The 2024 census found that most organisations are able to meet their short-term financial commitments, although only 27% of social enterprises reported having enough funds to operate for more than 12 months.
The growth and increasing maturity of the sector is reflected in a 5 percentage point increase in organisations self-identifying as social enterprises, from 56% in 2021 to 61% in 2024. As in previous years, organisations launched in the last decade are more likely to adopt the term, which Martin said showed social enterprise had become more mainstream and credible.

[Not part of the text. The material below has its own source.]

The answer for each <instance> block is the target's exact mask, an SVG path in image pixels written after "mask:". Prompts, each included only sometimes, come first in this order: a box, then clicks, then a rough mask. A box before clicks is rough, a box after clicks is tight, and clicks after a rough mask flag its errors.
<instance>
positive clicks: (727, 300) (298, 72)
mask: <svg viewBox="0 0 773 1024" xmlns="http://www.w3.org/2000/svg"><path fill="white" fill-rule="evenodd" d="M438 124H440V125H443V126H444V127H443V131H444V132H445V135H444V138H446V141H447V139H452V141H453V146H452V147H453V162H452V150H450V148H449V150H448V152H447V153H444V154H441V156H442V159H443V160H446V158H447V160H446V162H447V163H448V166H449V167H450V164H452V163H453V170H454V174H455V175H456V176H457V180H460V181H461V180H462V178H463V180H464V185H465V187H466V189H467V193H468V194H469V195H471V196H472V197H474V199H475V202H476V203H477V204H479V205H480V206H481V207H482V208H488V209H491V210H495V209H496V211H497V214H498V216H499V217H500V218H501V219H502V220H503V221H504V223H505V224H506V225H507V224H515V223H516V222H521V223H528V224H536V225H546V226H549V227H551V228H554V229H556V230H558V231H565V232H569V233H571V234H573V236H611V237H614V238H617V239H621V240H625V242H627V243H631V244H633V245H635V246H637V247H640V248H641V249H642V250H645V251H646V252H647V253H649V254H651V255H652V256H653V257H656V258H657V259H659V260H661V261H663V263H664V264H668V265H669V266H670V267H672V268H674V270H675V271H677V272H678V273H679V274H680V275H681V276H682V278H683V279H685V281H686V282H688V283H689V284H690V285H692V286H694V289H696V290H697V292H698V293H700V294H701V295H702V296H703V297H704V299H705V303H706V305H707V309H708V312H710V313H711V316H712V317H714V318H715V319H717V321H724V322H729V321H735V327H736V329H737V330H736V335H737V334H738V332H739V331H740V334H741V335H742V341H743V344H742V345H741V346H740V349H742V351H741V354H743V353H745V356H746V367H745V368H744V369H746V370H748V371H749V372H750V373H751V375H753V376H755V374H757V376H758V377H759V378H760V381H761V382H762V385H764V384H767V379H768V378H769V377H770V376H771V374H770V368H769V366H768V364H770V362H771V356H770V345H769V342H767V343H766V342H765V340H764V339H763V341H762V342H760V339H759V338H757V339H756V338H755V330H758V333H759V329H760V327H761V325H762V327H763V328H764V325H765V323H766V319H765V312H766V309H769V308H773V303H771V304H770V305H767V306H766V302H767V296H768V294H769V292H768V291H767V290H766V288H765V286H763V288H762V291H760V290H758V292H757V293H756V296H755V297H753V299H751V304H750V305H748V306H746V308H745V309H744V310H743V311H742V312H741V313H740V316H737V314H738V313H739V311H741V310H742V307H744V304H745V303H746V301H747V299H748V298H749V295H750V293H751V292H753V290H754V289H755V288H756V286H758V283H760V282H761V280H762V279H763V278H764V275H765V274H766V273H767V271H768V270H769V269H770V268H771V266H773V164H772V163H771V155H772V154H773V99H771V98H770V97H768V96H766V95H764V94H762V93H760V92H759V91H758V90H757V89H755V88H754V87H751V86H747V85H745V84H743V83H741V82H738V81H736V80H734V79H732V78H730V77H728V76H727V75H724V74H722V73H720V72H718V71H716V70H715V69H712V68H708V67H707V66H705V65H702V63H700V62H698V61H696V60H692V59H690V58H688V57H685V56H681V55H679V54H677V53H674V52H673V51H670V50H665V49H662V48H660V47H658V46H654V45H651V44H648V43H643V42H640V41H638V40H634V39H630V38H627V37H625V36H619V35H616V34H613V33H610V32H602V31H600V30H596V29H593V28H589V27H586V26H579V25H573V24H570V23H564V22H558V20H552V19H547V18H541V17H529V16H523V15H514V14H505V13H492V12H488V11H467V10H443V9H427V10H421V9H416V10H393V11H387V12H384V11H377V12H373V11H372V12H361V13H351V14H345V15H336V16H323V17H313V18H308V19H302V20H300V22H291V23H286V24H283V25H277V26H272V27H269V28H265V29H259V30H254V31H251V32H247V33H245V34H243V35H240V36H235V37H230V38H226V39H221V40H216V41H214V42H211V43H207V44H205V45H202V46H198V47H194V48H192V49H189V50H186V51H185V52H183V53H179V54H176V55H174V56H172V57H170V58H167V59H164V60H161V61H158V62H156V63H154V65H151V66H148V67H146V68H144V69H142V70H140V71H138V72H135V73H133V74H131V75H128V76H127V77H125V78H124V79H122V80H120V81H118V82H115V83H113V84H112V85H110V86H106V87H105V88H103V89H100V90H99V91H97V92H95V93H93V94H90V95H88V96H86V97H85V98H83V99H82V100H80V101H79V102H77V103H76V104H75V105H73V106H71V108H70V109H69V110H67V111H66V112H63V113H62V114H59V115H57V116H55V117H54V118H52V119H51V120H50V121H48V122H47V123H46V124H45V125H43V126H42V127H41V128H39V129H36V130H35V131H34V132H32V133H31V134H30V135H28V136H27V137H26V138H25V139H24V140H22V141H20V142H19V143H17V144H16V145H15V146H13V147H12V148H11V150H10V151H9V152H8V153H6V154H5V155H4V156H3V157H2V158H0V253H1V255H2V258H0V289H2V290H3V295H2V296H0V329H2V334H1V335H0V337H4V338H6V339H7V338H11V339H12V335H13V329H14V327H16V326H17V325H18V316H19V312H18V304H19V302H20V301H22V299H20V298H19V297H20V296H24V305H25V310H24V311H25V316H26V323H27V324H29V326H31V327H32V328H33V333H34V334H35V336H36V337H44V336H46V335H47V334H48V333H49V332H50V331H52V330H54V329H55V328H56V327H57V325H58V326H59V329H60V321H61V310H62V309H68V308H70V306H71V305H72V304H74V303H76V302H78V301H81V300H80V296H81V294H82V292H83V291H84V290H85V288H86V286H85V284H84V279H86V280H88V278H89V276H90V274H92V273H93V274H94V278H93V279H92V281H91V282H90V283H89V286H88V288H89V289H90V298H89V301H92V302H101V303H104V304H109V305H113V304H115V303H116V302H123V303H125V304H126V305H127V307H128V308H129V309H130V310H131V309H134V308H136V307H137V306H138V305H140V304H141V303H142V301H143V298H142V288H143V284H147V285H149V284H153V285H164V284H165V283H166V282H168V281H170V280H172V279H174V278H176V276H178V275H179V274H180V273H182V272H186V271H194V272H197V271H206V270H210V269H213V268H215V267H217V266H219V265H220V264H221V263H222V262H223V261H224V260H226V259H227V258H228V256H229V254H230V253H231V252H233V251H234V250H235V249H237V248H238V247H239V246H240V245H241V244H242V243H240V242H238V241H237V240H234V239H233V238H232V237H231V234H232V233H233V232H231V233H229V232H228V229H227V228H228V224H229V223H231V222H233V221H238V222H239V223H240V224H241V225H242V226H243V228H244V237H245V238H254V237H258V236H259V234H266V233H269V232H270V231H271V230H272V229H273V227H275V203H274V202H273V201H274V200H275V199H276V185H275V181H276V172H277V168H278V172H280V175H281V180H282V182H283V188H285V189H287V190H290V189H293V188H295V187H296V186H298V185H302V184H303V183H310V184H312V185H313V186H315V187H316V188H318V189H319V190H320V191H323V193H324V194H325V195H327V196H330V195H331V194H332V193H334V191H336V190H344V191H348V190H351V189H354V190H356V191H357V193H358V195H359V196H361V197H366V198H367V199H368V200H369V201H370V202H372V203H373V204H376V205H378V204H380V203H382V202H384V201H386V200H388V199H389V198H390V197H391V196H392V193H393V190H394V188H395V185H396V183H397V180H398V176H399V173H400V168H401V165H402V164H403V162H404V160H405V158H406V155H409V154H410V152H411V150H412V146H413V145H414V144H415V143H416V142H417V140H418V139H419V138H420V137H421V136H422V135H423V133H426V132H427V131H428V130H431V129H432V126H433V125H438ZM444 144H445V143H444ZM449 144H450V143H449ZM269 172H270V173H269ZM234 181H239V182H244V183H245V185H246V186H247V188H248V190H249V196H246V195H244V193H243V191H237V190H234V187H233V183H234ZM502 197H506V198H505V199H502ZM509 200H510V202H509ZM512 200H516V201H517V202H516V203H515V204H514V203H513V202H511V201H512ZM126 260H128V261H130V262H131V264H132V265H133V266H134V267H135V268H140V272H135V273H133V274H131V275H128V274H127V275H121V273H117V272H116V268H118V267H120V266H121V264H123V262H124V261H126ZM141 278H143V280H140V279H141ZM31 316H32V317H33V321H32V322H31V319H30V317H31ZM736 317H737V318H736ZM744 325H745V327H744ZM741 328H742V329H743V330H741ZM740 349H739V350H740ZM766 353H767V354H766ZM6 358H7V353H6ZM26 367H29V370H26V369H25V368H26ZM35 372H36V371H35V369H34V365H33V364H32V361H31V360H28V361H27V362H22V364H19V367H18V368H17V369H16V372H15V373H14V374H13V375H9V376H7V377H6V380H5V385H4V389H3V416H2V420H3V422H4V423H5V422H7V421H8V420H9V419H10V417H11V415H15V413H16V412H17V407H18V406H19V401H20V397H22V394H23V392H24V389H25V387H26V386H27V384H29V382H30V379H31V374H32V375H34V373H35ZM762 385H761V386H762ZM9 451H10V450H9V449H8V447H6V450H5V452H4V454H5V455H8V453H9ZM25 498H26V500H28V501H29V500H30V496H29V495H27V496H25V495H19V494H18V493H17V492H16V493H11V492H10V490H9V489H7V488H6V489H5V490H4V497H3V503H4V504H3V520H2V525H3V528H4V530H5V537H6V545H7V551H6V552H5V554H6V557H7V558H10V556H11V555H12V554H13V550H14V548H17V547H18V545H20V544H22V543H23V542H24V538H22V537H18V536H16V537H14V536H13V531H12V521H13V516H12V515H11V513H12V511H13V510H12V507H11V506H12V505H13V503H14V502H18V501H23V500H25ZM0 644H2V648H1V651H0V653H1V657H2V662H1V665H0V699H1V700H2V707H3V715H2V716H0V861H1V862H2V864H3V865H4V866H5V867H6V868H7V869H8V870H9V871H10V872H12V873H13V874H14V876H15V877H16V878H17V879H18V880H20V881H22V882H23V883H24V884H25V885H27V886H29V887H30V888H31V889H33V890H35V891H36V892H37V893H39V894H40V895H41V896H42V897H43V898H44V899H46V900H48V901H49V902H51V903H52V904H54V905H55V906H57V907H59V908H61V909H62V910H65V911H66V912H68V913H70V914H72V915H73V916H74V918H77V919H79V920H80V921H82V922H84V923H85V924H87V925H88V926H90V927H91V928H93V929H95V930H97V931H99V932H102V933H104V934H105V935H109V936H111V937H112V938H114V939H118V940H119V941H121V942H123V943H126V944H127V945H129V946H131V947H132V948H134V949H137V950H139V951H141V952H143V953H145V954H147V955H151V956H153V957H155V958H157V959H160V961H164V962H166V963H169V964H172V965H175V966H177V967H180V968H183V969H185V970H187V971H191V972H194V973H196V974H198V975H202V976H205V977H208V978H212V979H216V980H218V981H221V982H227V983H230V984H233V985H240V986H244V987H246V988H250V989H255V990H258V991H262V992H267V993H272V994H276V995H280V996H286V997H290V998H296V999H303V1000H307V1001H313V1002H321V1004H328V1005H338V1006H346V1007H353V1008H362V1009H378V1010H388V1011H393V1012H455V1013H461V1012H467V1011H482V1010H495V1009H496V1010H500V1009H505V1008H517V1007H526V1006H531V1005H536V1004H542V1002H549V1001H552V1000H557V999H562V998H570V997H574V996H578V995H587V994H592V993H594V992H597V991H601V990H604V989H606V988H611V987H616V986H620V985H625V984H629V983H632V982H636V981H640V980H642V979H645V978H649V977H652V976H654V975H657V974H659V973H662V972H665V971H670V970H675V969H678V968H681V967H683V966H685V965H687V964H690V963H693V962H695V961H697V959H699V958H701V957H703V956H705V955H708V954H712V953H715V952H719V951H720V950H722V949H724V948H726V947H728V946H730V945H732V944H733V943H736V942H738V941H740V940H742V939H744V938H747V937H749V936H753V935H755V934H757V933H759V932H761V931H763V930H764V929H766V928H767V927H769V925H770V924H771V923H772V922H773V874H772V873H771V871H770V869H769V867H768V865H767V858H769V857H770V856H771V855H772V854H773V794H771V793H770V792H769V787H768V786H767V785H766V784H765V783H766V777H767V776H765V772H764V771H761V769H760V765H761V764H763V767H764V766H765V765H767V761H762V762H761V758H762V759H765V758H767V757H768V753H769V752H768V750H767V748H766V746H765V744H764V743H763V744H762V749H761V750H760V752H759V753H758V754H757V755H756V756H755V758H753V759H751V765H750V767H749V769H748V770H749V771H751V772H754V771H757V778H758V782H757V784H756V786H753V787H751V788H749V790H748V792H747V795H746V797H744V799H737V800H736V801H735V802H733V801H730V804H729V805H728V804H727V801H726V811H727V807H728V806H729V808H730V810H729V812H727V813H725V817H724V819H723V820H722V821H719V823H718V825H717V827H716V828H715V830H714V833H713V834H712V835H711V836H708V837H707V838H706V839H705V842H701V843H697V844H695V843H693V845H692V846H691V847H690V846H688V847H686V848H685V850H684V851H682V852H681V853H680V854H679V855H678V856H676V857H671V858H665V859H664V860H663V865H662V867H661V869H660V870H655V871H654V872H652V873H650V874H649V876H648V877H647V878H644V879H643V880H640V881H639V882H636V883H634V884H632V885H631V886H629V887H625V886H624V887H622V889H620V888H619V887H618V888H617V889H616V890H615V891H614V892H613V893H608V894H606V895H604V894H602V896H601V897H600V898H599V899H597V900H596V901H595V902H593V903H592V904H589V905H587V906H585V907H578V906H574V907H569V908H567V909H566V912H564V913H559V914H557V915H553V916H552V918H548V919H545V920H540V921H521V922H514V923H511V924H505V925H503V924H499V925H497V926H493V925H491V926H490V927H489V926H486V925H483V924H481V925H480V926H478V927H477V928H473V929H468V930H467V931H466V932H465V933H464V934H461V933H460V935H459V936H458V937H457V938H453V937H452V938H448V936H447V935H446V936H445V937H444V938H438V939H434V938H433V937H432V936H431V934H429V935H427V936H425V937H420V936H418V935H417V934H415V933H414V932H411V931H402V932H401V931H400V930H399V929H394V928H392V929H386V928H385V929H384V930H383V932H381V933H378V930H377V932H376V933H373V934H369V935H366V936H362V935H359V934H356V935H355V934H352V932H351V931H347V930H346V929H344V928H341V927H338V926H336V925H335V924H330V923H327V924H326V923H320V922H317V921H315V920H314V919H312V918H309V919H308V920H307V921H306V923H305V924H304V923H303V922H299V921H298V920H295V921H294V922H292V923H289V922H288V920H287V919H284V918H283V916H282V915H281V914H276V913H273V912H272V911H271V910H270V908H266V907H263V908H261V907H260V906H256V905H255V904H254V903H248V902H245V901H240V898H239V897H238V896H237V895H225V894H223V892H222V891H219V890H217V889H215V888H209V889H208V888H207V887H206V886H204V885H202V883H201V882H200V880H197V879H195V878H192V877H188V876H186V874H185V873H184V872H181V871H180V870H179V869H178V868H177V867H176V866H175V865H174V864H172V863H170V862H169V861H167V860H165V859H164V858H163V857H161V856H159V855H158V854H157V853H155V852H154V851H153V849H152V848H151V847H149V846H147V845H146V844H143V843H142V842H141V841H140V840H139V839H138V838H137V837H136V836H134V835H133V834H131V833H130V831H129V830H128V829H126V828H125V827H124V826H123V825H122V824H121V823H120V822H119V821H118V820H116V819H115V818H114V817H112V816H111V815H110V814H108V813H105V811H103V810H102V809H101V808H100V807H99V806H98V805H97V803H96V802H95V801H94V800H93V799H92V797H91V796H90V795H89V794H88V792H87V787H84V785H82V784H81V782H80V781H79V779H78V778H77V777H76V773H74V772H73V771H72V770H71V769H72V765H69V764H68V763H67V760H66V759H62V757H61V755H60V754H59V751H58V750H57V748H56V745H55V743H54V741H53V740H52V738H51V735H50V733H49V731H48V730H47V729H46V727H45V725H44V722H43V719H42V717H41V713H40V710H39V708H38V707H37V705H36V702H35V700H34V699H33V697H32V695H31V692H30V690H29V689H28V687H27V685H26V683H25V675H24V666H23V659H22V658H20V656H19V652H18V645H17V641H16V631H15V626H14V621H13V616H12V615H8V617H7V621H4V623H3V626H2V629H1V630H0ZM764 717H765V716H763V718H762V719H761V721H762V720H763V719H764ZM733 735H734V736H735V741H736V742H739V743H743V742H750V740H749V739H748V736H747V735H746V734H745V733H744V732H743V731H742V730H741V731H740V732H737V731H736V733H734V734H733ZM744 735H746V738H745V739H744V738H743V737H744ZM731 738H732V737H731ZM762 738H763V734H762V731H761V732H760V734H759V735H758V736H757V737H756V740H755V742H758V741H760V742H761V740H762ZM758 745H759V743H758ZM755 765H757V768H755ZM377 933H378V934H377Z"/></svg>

The report notes, however, that while some organisations saw social enterprise as “fundamental to their identity”, others felt a lack of a clear, universally understood definition made it harder to see themselves as fitting within the sector or for people to understand what they are and what they do.
The census was made up of findings from an online survey with 702 valid responses, interviews with 20 social enterprise leaders, analysis of financial data available for organisations identified to be social enterprises and an economic analysis of that financial data.
Because the census focuses on organisations headquartered in Scotland and doesn’t include social enterprises registered elsewhere but operating within Scotland, the report notes it may be a partial underrepresentation of overall activity of the sector.
Top image: Include Me 2 Club SCIO, finalists of the Social Enterprise Awards Scotland 2025, which will take place on 6 November. Courtesy of Social Enterprise Scotland.